In this, our first edition of SigView, we have the pleasure of speaking with Chief Investment Officer Thomas Orbert. In 2020, Thomas, after a 20+ year career as a quant researcher and portfolio manager at leading banks and hedge funds, founded Truepenny Capital Management. Truepenny applies a fully systematic investment process based on a unique universal pricing methodology emerging from Thomas’ expertise and long-term track record managing macro strategies with an inflation focus.
We hope you enjoy the conversation.
Tell us about your role at Truepenny?
I am the founder and CIO of Truepenny Capital Management. As an emerging manager, my role at Truepenny encompasses most parts of the traditional value chain of a quantitative investment manager. I spend most of my time researching new and enhancing existing trading strategies, expanding upon our general investment framework, and overseeing day-to-day portfolio management. I also spend time speaking with investors.
What kind of investment strategies do you manage? What markets do you research and trade?

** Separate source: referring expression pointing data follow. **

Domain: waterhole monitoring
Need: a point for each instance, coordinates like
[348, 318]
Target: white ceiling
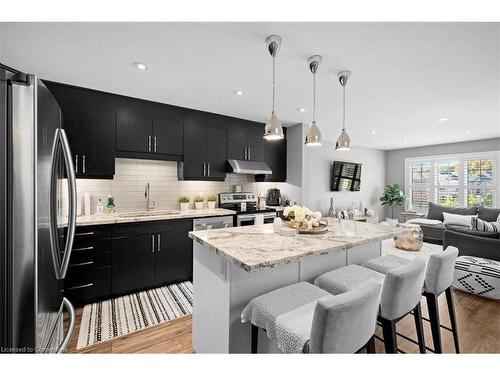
[405, 76]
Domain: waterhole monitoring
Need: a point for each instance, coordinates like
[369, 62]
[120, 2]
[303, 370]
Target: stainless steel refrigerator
[36, 226]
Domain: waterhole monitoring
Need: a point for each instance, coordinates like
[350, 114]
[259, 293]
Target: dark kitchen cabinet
[174, 256]
[133, 133]
[244, 141]
[90, 128]
[133, 263]
[154, 135]
[204, 147]
[275, 157]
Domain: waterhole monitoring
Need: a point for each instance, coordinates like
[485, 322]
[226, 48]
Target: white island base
[222, 289]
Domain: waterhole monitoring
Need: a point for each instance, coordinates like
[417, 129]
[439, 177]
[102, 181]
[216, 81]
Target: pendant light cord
[314, 97]
[274, 78]
[343, 108]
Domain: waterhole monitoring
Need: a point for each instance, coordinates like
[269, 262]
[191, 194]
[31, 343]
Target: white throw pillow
[454, 219]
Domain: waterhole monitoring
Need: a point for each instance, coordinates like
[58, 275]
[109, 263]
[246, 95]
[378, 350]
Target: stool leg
[255, 339]
[432, 306]
[453, 318]
[390, 338]
[417, 314]
[370, 345]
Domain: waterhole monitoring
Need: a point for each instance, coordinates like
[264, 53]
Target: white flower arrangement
[302, 217]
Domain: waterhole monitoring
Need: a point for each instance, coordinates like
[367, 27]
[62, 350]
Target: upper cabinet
[275, 158]
[204, 147]
[90, 127]
[149, 134]
[244, 140]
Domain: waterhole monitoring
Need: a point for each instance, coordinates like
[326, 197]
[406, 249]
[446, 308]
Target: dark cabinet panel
[99, 143]
[255, 142]
[167, 136]
[194, 150]
[134, 133]
[216, 152]
[133, 264]
[236, 142]
[174, 257]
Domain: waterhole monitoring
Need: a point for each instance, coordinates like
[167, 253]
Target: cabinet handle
[82, 264]
[84, 234]
[84, 248]
[81, 286]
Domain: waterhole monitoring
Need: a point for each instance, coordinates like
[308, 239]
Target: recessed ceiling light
[141, 66]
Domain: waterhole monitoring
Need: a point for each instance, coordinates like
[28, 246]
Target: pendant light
[313, 137]
[343, 142]
[273, 129]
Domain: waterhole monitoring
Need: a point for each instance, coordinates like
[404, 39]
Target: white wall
[317, 169]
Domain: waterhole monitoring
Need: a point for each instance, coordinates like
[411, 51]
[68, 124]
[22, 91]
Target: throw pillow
[484, 226]
[454, 219]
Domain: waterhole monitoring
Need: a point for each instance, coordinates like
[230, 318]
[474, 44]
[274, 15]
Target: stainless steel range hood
[249, 167]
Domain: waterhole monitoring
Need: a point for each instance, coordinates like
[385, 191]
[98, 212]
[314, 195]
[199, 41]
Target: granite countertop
[256, 247]
[119, 218]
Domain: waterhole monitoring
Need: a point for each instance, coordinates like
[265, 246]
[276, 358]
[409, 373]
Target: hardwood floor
[478, 321]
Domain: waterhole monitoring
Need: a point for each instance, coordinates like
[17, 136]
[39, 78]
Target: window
[464, 180]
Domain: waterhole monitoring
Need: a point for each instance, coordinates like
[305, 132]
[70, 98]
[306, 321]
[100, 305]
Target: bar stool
[304, 318]
[438, 279]
[401, 293]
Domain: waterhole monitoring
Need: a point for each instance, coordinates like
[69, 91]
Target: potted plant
[184, 203]
[211, 200]
[392, 197]
[198, 202]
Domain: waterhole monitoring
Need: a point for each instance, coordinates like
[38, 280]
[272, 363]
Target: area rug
[106, 320]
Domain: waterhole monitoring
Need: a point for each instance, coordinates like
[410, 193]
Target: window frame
[463, 185]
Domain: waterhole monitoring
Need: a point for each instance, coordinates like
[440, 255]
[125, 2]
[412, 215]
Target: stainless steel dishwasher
[212, 223]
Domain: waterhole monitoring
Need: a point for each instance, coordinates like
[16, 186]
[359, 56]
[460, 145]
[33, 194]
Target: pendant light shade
[343, 141]
[313, 137]
[273, 129]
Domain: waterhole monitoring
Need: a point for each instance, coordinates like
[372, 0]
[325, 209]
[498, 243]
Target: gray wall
[318, 162]
[395, 159]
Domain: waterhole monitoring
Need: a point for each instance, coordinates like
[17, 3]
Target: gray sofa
[433, 233]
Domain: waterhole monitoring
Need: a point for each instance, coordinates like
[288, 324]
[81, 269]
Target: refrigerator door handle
[61, 143]
[72, 317]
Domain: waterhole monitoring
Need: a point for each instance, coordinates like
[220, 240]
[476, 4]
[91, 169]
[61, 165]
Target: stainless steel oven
[255, 218]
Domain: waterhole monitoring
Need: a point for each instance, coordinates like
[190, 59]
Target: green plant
[183, 200]
[393, 197]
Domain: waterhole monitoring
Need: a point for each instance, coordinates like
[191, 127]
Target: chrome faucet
[147, 195]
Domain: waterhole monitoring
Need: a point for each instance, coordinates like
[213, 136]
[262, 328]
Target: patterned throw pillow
[484, 226]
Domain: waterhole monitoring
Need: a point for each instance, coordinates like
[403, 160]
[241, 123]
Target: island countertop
[119, 218]
[256, 247]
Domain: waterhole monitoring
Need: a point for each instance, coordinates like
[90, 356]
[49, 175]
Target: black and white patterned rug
[106, 320]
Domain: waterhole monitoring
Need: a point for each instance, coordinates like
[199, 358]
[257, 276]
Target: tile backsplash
[132, 175]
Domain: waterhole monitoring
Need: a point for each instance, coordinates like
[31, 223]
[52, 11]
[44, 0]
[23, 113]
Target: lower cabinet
[133, 264]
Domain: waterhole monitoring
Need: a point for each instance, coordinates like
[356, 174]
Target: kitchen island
[231, 266]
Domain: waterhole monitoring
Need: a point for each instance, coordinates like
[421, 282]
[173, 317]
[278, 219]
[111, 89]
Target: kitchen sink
[149, 213]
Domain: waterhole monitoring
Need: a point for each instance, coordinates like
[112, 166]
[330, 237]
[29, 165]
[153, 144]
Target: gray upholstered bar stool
[304, 318]
[401, 293]
[438, 279]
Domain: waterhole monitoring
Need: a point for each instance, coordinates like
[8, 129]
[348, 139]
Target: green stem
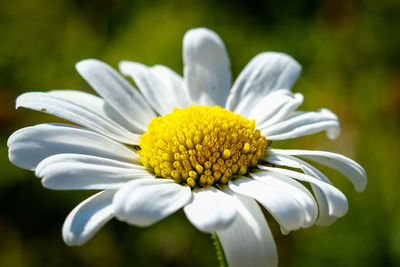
[220, 251]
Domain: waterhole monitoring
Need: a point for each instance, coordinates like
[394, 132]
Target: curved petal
[248, 240]
[75, 171]
[282, 205]
[274, 107]
[296, 189]
[211, 209]
[143, 202]
[206, 68]
[348, 167]
[70, 111]
[117, 92]
[163, 89]
[303, 123]
[87, 218]
[337, 202]
[97, 105]
[326, 216]
[264, 74]
[28, 146]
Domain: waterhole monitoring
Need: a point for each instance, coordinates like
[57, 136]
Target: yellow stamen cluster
[201, 145]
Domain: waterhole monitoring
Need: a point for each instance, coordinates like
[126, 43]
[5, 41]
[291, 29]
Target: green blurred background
[350, 53]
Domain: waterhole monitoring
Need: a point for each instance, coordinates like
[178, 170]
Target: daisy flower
[195, 142]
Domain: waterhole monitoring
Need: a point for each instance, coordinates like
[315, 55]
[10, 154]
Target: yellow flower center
[201, 145]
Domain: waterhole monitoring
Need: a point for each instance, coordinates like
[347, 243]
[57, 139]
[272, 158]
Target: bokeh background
[350, 53]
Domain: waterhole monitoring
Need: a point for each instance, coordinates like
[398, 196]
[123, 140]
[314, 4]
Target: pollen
[201, 145]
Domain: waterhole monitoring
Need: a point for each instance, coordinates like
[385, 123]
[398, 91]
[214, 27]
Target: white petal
[210, 210]
[282, 205]
[264, 74]
[143, 202]
[30, 145]
[75, 171]
[326, 216]
[206, 67]
[97, 105]
[87, 218]
[274, 107]
[303, 123]
[64, 109]
[162, 87]
[296, 189]
[348, 167]
[248, 240]
[117, 92]
[337, 202]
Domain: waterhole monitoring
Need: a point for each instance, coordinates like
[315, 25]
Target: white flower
[218, 163]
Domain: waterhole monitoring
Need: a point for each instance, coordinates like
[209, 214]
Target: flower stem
[220, 251]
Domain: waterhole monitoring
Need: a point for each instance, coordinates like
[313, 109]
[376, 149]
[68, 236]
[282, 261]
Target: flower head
[197, 143]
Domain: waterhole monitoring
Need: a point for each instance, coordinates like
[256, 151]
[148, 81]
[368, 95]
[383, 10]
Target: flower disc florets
[201, 145]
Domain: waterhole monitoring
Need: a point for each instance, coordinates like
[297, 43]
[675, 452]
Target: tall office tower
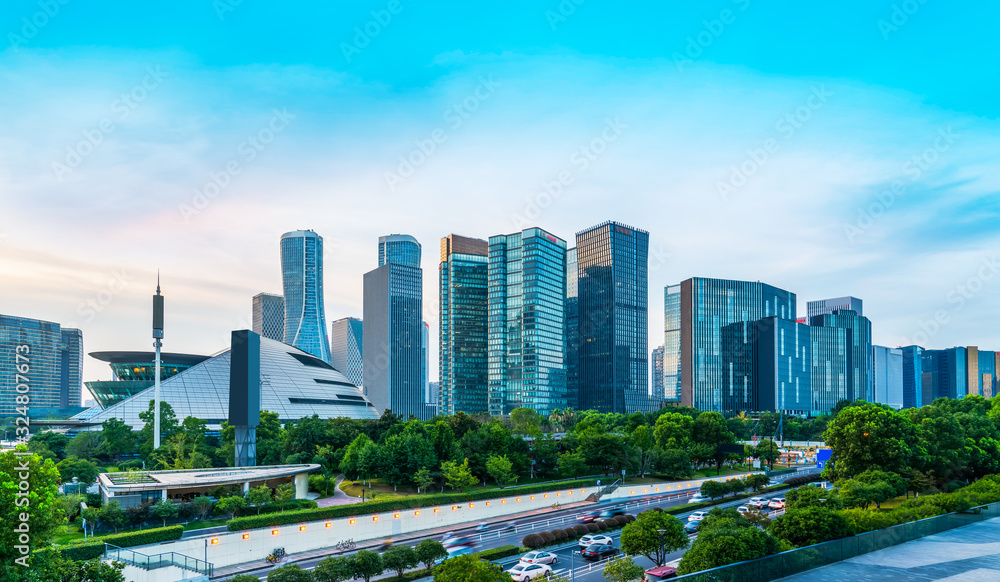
[913, 377]
[706, 307]
[347, 348]
[657, 372]
[672, 343]
[269, 316]
[393, 357]
[572, 331]
[828, 306]
[860, 371]
[398, 249]
[53, 358]
[888, 365]
[613, 267]
[527, 322]
[463, 274]
[302, 276]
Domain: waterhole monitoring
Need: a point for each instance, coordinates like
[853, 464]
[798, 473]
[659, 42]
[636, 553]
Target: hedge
[390, 505]
[95, 549]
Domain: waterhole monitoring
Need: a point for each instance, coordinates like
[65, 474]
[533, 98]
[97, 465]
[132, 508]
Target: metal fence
[811, 557]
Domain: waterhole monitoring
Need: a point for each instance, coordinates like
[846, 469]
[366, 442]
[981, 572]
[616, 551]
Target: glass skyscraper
[269, 316]
[399, 249]
[54, 360]
[708, 307]
[302, 276]
[393, 375]
[613, 270]
[463, 292]
[346, 348]
[527, 322]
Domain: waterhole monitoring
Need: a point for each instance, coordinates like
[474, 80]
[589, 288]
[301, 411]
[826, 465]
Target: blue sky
[830, 149]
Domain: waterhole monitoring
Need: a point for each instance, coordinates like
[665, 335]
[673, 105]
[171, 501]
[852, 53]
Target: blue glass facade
[54, 377]
[707, 308]
[527, 322]
[302, 276]
[463, 344]
[613, 271]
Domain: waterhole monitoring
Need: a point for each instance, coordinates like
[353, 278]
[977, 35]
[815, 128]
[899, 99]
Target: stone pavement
[967, 554]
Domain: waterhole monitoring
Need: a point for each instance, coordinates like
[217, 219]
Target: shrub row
[547, 538]
[95, 548]
[389, 505]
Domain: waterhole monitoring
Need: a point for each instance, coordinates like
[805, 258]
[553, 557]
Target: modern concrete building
[462, 293]
[302, 276]
[527, 322]
[347, 348]
[613, 311]
[269, 316]
[53, 358]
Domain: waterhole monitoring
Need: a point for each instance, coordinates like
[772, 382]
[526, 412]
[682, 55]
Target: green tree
[468, 568]
[334, 570]
[230, 505]
[458, 476]
[113, 515]
[258, 497]
[572, 464]
[501, 469]
[165, 509]
[367, 564]
[810, 526]
[290, 573]
[623, 569]
[654, 534]
[82, 469]
[399, 559]
[869, 436]
[430, 551]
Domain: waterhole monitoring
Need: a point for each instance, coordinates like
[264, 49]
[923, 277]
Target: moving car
[595, 539]
[661, 573]
[523, 572]
[698, 516]
[539, 558]
[598, 552]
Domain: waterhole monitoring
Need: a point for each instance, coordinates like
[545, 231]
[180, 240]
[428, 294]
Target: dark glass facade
[527, 322]
[613, 270]
[709, 350]
[463, 335]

We are in the final phase of launching the Truepenny Global Macro fund whose objective is to offer investors stable risk and a true inflation hedge. The fund mainly trades liquid exchange traded bonds, equity index futures and options, and global inflation products. Within our investment universe we apply a diverse set of trading strategies, ranging from fully systematic proprietary asset allocation and relative value strategies to model-based macro strategies focused on inflation risks.
What is unique about your quant models and investment strategies?
I think it fundamentally boils down to the combination of our two sub-strategies. One strategy is based on the in-house developed framework Affine Market Theory (AMT) and the application of a unique universal pricing approach across all liquid asset classes. This results in a very stable return generation. The second strategy is more of a traditional macro relative value strategy that focuses on inflation. The two strategies are uncorrelated and the combination creates a stable and less exposed set-up which sets us apart from our peers. Added to that is my experience and expertise from 20 years researching and capitalizing on inflation risk.
What are the key challenges you face in your day-to-day operations as a quant researcher and portfolio manager?
The two key issues for us are resource constraints and speed. Being an emerging manager we have a limited budget, while having a need to move forward fast. We are extremely mindful about prioritizing our core activities of research and portfolio management and ultimately of generating true value for our clients. To achieve this goal we have decided to outsource most of our non-core activities to third-party specialists.
Are there any specific datasets that you currently find particularly interesting to research?
We like to look at market price data in different ways rather than at alternative data in the same way. This means we build our own proprietary and tradeable datasets that we scrutinize and analyze from all kinds of perspectives. We are also very keen on digging deep into the specific details of inflation data and changes to various monetary measures, as well as market liquidity data.
Where do you see the most promising opportunities to generate alpha in the current market environment?
Being on top of and able to trade inflation risks, both on the up- and downside, is key to consistent alpha generation in the current market environment. I also see traditional fixed income relative value having a revival.
In general, I think the current environment calls for a certain amount of fidelity to a single investment process, while retaining enough degrees of freedom so as to profit from an increasingly large opportunity set. I also want to point out that I believe that experience from trading multiple market cycles will be key. Success in this more volatile environment requires traders to be faster moving and better able to adjust to new market regimes. This is a different environment to the one we have experienced in recent years.
How are you finding the current fundraising environment?
Fairly easy, but at the same time hard. Our main investment strategy fits the current market narrative very well and addresses some of the major challenges investors are facing. This makes it fairly easy to initiate discussions with institutional investors. However, as we bring a new twist to a traditional macro hedge fund strategy, it requires a couple of iterations to get firm capital commitments. But we are confident we will be able to meet our fundraising targets and launch our fund in Q1 2023.
What is next in terms of your investment strategies as well as on the technology and data side?
Our main focus currently is finalizing the preparations for our fund launch. This includes implementing portfolio management and execution management systems as well as building the necessary APIs. On the data side, we plan to start reviewing various volatility datasets to complement our existing data. In terms of research we have a full pipeline and in the near term we will focus on applying machine learning techniques to our proprietary tradable datasets.